Still, China’s soft power campaign marches relentlessly on. You may not know it, but China Inc has significantly ramped up its media operations in Australia, employing dozens of people — a mix of Chinese expatriates and local staffers — and these organisations continue to grow, even as Australia is allowed only six correspondents: two ABC (plus two cameramen), three Fairfax and one News Corp to cover a country of 1.3 billion people. Trying to get extra slots is all but impossible.

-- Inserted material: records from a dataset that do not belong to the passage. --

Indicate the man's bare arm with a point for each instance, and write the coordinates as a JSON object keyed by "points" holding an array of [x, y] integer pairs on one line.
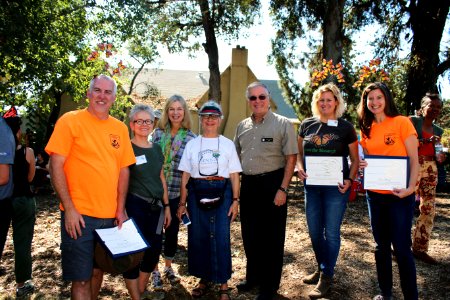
{"points": [[73, 218]]}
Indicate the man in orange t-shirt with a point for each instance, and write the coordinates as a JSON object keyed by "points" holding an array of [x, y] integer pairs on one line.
{"points": [[90, 152]]}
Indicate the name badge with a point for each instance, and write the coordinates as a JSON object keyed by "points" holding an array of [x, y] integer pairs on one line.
{"points": [[141, 160], [332, 123]]}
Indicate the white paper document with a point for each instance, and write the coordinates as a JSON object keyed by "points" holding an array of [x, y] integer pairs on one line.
{"points": [[386, 173], [324, 170], [124, 241]]}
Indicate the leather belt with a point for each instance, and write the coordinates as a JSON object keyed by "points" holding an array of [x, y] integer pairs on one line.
{"points": [[263, 174], [209, 178], [423, 158]]}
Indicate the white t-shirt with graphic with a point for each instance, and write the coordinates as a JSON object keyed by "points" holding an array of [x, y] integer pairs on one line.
{"points": [[205, 157]]}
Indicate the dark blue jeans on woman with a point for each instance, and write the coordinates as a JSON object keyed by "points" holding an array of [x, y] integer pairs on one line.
{"points": [[391, 221], [209, 246], [171, 232], [149, 220], [325, 208]]}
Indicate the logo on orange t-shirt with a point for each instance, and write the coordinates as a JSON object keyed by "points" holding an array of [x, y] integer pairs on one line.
{"points": [[389, 139], [115, 140]]}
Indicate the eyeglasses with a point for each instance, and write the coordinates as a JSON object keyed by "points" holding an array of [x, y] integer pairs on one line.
{"points": [[210, 117], [260, 97], [142, 122]]}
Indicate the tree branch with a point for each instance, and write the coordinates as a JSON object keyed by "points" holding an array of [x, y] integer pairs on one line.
{"points": [[443, 66]]}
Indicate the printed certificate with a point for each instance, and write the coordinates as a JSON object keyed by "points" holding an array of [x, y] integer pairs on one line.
{"points": [[386, 172], [125, 241], [324, 170]]}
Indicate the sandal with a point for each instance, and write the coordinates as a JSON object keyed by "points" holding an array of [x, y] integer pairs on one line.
{"points": [[224, 292], [200, 289]]}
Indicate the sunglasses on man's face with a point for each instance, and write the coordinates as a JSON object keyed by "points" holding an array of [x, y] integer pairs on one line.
{"points": [[142, 122], [260, 97]]}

It’s worth noting here that there is nothing at all wrong with working for Chinese state-run media organisations. There are many good people and excellent journalists who work for them, both Chinese and foreign nationals. But unlike Kenny and her organisation, most media outlets are honest about who they are and what they do; and journalists are honest about who they represent. Global CAMG is peddling propaganda as news — it’s wrapping itself in an Australian identity that is fraudulent.
McDonell, loaded with experience, a shelf full of Walkeys and into his eighth year in China, told Crikey Communications Minister Malcolm Turnbull should look into the matter. He is right. Unlike most of Abbott’s frontbench, Turnbull has taken the time to regularly visit and learn about China, so he, of all people, would understand.
As McDonell, Grigg and Kenny argued the toss after the press conference, Chinese journalists recorded the stoush and posted it to the Chinese social media site Weibo.
“The Chinese government uses CAMG for domestic propaganda to mislead Chinese people about what audiences overseas want to know about China,” McDonell said. “CAMG feeds Chinese government propaganda stories into Chinese-language radio stations in Australia. CAMG also on-sells stories to outlets in other countries pretending they are reports from an independent Australian media outlet when really it is Chinese government-controlled reporting.”
Abbott has shown himself unafraid of Beijing’s opinions. So when he visits China next month, he should add to his list of topics in his talks with Premier Li Keqiang in Hainan and Party chief Xi Jinping in Beijing a few days later an insistence that they stop using this country as a front for their propaganda.